Ведь помимо наслоений бессчётных натуральных картин Соснина дразнил ещё и ворох кем-то отснятых слайдов, которые осталось озвучить, склеить. Вернее, отсняты они были тоже им, а не кем-то посторонним, так, во всяком случае, ему казалось, во всяком случае, то, что хранили слайды – опасливо и наугад вытаскивал из вороха то тот, то этот – относилось лишь к нему одному, однако он-то и был чужим, посторонним, покуда жил, копил впечатления. Теперь же он смотрел в себя и на себя пытливо-жадно, критично: его жизнь уже была материалом.
И до чего же своенравно вёл себя этот материал!

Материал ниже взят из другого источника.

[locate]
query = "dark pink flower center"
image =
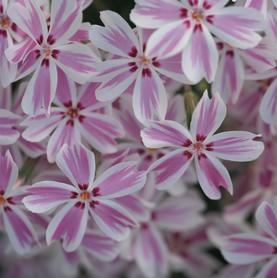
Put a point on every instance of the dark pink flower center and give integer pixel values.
(197, 148)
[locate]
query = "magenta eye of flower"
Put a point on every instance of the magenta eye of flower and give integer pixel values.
(73, 113)
(5, 22)
(85, 195)
(2, 200)
(197, 15)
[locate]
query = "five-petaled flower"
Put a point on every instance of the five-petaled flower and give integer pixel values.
(85, 197)
(201, 145)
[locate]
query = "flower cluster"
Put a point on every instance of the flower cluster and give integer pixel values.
(138, 149)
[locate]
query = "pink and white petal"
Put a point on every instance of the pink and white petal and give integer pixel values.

блуждая меж образов утраченного времени и, стало быть, утраченного пространства
Ну, вот хотя бы…
Или нет, лучше… Лучше так: встреча в метро с подвыпившим одноклассником, вереницы молодых лиц, улыбающихся со старых фото, невзначай подслушанный разговор могли, не считаясь с внутренним сопротивлением, вернуть в прошлое, чаще всего во дворы мрачноватой улицы, где увидел впервые солнечный свет и небо. Подчиняясь жестокой фабуле детских игр, дрался, оборонялся от наседавших врагов с саблями наголо, убегал, подгоняемый издевательским свистом, от толстой дворничихи Ули, петляя между дровяными поленницами, накрытыми толем или ржавой листовой жестью. И в этом возвращении поначалу не обнаруживалось ничего странного: так, или примерно так бывает со всеми. Но стоило пересечь по булыжникам рельефную коричневатую утробу Большой Московской – вот и сейчас пересекал её, запомнившуюся до руста и пухлого, с обломанным на конце окантом, штукатурного кронштейна, перелетев сюда из Коломны; пересекал и, оглянувшись зачем-то на круг чёрных чугунных тюбингов, отметину довоенной шахты метро, – круг выпирал в центре мостовой… – итак, итак, по возможности, всё – по порядку: убрав напрочь или перемахнув больничную стену на берегу Пряжки, перелетал из Коломны к гастроному, тому, что на углу Владимирской площади и Большой Московской, пересекал по булыжникам Большую Московскую и тут же подозрительно быстро, будто бы обозначая смену театральной картины или вовсе размывая и без того призрачную границу между реальным и воображённым, вырубался всесильной рукой небесный рубильник, в сумеречном, как чудилось, искусственном затемнении, расплывались овалы лиц, разговоры приглушались до неразборчивости, а родные пространства и силуэты, окружавшие Соснина, смыкались и обобщались. Обходя цинковые баки с отбросами, которыми лакомились какие-то жирные твари, брёл в полусне из арки в арку анфиладами проходных дворов, там и сям – слева, справа – замурованных тупиками, выделял в нудно-однообразной череде провалов и нависаний глубокие расщелины, взрезающие углы плоской кирпичной плоти. С изнанки города экономные живодёры содрали лепную кожу. Отвесные гниловатые срезы впивались зубьями в лиловое небо, зияли квадратами пробоин и плевы, но сочившаяся из окон тусклая желтизна ничего не могла подсветить, кроме всё тех же голых и гладких, палевых, землисто-коричневатых утёсов с ломаным верхом, сросшихся в ячеистый костяк города.